The view struct approach is something I would only use as a very short lived struct, and I would construct it for one operation at a time, not for the duration of the program. Rust doesn't work well with long lived references. But perhaps if there is only one thread, for this situation it will work.
Well, I can't say why your suggestion was rejected, but it is feasible to mix shared and exclusive access using the view struct, including with methods on the view struct arbitrarily calling each other. This is exactly what Niko describes. It is allowed because &mut &T
is never mutable.
You are right that views are meant to be temporary, as indicated by their lifetime parameter. But they are inexpensive to create, so the burden is really only boilerplate.
You're right, it works as long as no nested method returns a reference, since that would borrow Ctx. That was the sort of thing done in the OP, but who knows if that's what they'll really be doing. It would be good to know more.
Absolutely. I was reacting to their use of Ctx in Program::run
where it looks like it lives for the program duration.
Yes, I cover using Arc and friends immediately below that quote, but while it's generally usable it's not exactly nice. So far, view structs are the closest I've seen to getting both (and it's nice to have a name for the pattern), but they're a pretty heavy hammer.
I wonder why people are desperately trying to seek some third way which would allow them to continue to pretend that their data is clearly organized and nicely separated in layers. That was never true even when you programmed in C# or Swift, why the exact same approach in Rust make you cringe?
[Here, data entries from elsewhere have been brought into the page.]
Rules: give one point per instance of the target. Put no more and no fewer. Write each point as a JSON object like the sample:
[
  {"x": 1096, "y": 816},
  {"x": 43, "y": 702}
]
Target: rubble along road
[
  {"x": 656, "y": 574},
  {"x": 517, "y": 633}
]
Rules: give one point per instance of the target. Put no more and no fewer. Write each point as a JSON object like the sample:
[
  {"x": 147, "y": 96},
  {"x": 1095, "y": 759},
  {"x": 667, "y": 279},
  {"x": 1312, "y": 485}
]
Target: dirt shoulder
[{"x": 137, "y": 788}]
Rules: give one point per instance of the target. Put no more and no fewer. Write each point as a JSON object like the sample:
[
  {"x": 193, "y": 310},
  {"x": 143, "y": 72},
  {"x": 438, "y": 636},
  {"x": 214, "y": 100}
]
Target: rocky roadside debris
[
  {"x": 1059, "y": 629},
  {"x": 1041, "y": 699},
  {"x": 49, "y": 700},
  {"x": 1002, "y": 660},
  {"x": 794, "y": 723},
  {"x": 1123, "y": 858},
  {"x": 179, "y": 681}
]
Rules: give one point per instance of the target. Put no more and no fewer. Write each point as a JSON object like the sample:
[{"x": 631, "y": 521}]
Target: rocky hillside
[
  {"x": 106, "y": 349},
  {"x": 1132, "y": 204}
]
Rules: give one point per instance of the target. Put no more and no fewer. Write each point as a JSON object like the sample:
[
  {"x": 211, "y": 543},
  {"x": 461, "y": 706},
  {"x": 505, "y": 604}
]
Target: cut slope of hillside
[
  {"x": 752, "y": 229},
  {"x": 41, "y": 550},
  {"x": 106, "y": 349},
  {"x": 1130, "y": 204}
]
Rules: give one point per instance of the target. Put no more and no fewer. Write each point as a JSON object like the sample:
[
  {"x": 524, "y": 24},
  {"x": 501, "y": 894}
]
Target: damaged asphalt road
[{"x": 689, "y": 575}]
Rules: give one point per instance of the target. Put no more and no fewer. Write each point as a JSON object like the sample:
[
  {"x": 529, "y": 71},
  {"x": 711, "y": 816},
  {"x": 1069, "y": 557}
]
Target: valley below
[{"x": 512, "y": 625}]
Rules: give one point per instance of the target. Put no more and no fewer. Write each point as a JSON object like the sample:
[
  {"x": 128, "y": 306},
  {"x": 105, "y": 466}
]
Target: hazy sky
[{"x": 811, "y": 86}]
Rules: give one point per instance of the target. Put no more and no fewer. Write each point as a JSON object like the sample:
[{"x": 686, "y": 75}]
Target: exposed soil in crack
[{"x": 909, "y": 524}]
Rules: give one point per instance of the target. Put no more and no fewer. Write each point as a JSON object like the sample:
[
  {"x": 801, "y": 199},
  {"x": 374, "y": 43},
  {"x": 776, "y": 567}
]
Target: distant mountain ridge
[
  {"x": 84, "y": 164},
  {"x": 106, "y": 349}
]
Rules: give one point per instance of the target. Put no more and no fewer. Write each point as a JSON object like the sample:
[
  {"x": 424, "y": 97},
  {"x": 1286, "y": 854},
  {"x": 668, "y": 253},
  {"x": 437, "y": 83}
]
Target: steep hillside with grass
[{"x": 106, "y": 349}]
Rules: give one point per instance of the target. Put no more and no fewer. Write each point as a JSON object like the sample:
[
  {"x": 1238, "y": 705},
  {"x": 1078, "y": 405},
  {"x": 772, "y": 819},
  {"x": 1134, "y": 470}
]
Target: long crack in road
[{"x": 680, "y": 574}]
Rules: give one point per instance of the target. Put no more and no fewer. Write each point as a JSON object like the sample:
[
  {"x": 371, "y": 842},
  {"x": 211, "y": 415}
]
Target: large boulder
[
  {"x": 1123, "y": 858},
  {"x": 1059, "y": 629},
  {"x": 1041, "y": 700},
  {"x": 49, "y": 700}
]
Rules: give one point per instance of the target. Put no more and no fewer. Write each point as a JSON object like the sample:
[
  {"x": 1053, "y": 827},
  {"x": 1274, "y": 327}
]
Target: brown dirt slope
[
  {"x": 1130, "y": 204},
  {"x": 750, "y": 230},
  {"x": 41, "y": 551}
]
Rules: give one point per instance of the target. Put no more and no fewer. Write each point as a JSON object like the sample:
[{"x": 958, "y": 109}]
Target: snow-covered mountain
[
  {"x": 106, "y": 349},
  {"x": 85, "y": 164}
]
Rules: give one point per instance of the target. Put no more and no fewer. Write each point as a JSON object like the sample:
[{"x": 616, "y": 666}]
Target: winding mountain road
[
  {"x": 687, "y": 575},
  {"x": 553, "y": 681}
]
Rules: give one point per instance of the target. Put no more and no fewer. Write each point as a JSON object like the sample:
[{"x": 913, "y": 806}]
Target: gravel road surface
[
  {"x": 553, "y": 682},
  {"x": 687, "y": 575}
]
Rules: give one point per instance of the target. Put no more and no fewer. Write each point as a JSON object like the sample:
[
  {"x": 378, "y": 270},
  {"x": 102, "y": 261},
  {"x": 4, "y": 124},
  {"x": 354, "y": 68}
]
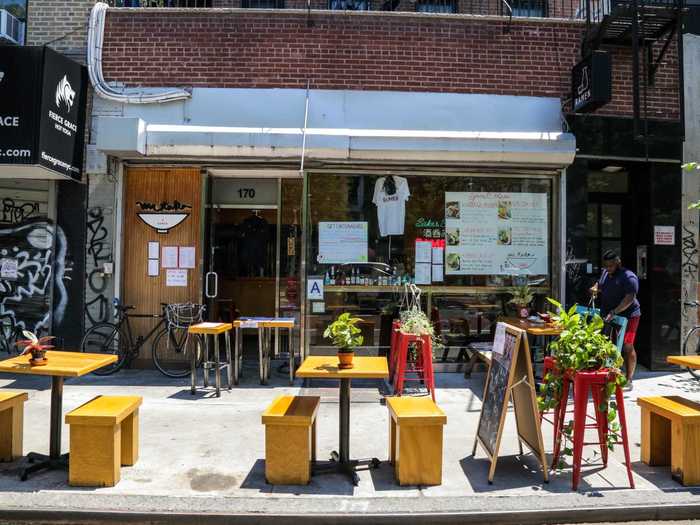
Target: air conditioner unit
[{"x": 11, "y": 28}]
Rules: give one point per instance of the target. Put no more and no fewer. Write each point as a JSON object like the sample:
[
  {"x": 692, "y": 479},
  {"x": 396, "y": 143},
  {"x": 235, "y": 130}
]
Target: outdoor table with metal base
[
  {"x": 58, "y": 365},
  {"x": 265, "y": 327},
  {"x": 326, "y": 367},
  {"x": 214, "y": 330}
]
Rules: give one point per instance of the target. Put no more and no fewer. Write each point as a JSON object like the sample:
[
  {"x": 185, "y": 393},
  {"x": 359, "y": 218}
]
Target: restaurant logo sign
[
  {"x": 164, "y": 216},
  {"x": 591, "y": 82}
]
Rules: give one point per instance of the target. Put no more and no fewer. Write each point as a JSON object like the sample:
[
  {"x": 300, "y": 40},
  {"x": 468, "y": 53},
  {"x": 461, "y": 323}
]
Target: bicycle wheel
[
  {"x": 691, "y": 347},
  {"x": 106, "y": 338},
  {"x": 172, "y": 352}
]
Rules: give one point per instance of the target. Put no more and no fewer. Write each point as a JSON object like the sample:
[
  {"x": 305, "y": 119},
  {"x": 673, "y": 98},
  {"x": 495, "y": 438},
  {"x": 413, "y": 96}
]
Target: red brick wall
[{"x": 220, "y": 48}]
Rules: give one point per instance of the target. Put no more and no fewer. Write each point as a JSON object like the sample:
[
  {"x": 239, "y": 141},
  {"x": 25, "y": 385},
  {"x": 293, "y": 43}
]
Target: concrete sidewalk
[{"x": 201, "y": 454}]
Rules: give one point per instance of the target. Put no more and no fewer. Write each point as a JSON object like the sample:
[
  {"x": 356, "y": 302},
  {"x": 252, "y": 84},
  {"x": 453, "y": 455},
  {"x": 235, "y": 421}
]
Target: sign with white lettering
[
  {"x": 591, "y": 82},
  {"x": 42, "y": 111}
]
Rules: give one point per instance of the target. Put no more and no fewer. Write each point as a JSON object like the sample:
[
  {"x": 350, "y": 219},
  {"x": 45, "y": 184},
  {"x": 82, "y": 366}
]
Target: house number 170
[{"x": 246, "y": 193}]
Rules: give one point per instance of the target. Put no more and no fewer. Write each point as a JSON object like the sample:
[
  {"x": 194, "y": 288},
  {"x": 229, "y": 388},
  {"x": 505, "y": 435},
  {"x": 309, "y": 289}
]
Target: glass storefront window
[{"x": 462, "y": 239}]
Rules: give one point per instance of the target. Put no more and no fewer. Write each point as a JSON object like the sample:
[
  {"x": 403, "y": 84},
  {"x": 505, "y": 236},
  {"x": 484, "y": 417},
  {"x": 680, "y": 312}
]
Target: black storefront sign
[
  {"x": 591, "y": 82},
  {"x": 42, "y": 111}
]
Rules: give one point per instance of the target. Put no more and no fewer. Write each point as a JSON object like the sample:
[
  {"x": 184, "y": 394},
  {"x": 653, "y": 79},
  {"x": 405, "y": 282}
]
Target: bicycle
[
  {"x": 695, "y": 331},
  {"x": 172, "y": 344}
]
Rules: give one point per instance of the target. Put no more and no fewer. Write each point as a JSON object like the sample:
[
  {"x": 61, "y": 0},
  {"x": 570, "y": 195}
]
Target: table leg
[{"x": 54, "y": 460}]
Because a language isn't just responsible for expressing the desired behavior, but also for helping us find that desired behavior. Rust is great at the former, but quite bad at the latter: here because doing standard practice to modularize some existing code causes everything to break despite it being logically identical, an issue unique to Rust. This isn't to say Rust made a mistake here, but there's no reason to be confused by people looking for ways to do things better.
pub struct Ctx<'a> { pub config: &'a Config, pub store: &'a Store, pub renderer: &'a mut Renderer, pub blitter: &'a Blitter, pub current_level: &'a Level, }
If only renderer
is mutable, why not separate it from the rest and use it as the central object, and pass the Ctx as a read-only param. Passing one param is certainly not a burden. Separating the mutable and immutable data is a clean design and works well with Rust. Then there is no need for a view struct as a workaround for borrowing issues.
pub struct Ctx {
pub config: Config,
pub store: Store,
pub blitter: Blitter,
pub current_level: Level,
}
impl Renderer {
fn dothis(&mut self, ctx: &Ctx) {
// ...
}
fn dothat(&mut self, ctx: &Ctx) {
// ...
}
}
I don't understand, that's the same thing you had earlier. If you borrow multiple times from Ctx you'll get the same errors.
I don't! (btw: i edited the mut in my example)
Inside 'GameScreen' and further down in 'Game' there is:
impl Game
{
fn setup(&mut self, ctx: &mut Ctx)
{
// cache or get from cache (load on demand) and return vec
self.tiles = ctx.renderer.prepare_tiles(ctx.store, ctx.current_level);
}
}
If only
renderer
is mutable, why not separate it from the rest and use it as the central object, and pass the Ctx as a read-only param.
Definitely a good option. I will experiment with that as well.
There is one more 'catch' to this all: If at some moment in time we need one extra tiny detail inside the ctx "view struct" we do not have to change all signatures of all functions dependant on it.
What exactly is the problem Ctx living for the duration of the program?